Almost two thirds (65%) of SME owners have reported feeling penalised by their traditional finance providers as a result of poor trading during the recession, according to research conducted on behalf of ABN AMRO Commercial Finance. The research, conducted in August 2012, surveyed 250 SME owners, managers and financial controllers, more than half of whom (55%) reported suffering poor performance figures during the recession.
These findings suggest many UK SMEs still face a significant challenge in accessing the finance they need in order to grow. “Many good businesses suffered tough trading during the recession, but when this starts to affect access to finance it’s a big problem,” says Peter Ewen, Managing Director of ABN AMRO Commercial Finance. “Most traditional lenders are still assessing businesses based wholly on their past performance, but this approach is increasingly irrelevant today.”
According to the research, many businesses insist that their recent historic accounts are not an accurate reflection of their current potential.

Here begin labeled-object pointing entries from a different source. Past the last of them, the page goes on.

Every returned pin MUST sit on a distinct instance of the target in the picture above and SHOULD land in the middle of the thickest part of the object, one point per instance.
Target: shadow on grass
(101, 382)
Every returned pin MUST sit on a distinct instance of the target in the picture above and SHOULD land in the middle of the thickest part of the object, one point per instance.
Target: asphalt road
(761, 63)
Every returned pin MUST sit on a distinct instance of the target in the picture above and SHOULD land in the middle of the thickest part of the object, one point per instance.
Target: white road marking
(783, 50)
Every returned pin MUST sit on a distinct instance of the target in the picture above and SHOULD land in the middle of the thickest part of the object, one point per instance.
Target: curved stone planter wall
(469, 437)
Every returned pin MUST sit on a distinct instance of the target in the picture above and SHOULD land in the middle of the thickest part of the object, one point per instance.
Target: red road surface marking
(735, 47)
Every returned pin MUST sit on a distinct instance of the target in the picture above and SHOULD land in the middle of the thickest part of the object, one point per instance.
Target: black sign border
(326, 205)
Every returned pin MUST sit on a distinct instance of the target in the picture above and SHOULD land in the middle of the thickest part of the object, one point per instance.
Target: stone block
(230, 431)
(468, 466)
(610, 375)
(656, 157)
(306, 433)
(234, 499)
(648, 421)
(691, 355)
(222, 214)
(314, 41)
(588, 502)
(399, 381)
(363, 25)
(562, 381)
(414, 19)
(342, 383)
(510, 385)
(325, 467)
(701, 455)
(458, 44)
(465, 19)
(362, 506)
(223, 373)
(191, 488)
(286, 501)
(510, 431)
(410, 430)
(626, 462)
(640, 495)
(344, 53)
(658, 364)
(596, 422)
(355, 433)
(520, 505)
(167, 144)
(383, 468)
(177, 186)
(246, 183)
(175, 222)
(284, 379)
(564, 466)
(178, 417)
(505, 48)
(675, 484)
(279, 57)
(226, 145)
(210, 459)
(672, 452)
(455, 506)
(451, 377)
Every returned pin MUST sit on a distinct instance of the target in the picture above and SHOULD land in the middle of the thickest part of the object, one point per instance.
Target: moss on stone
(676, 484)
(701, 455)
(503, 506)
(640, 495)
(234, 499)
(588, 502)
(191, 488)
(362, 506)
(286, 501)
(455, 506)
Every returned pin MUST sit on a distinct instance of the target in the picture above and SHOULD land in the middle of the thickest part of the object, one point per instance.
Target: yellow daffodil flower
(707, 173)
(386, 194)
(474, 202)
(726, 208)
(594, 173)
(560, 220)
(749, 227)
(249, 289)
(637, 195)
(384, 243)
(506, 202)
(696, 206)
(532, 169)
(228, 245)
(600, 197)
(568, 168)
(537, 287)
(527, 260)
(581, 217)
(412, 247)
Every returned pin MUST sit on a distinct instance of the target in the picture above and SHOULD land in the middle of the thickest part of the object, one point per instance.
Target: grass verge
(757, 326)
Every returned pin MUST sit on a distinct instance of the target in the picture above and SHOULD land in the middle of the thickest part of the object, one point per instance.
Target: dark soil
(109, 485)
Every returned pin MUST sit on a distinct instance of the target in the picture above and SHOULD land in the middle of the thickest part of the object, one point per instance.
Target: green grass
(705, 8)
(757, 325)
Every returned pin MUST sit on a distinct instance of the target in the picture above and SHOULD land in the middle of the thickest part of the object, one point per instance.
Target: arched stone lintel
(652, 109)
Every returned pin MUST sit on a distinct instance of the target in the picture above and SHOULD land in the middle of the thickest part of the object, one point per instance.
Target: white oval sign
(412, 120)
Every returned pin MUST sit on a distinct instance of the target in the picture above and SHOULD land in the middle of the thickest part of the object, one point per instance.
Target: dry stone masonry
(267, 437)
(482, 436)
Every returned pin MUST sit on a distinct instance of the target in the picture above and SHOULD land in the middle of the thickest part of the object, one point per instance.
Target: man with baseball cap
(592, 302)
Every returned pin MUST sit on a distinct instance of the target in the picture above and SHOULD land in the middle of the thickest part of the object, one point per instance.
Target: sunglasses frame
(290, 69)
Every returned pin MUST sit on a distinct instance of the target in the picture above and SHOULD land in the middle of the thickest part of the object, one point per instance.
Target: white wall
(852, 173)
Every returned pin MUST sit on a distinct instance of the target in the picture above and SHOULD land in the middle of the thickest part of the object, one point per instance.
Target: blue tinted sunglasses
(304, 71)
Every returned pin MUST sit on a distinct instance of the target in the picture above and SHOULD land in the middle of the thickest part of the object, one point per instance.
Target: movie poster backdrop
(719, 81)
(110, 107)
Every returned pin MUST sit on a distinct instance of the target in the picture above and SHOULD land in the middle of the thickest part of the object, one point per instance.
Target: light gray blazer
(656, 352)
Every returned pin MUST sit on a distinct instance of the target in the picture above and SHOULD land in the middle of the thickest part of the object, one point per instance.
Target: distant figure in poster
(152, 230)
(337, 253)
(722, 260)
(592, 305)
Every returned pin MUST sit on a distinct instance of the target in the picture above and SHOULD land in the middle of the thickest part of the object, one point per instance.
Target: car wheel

Two fifths (41%) of respondents said that these assessments fail to acknowledge their current activity and thus underestimate their potential for growth. Peter Ewen has called for the finance industry to re-evaluate their funding criteria. “We need to take a long hard look at alternative finance available and the way in which businesses are being assessed for that funding,” he says. “If we restrict businesses for surviving the global economic meltdown, then the future of British business is bleak indeed.”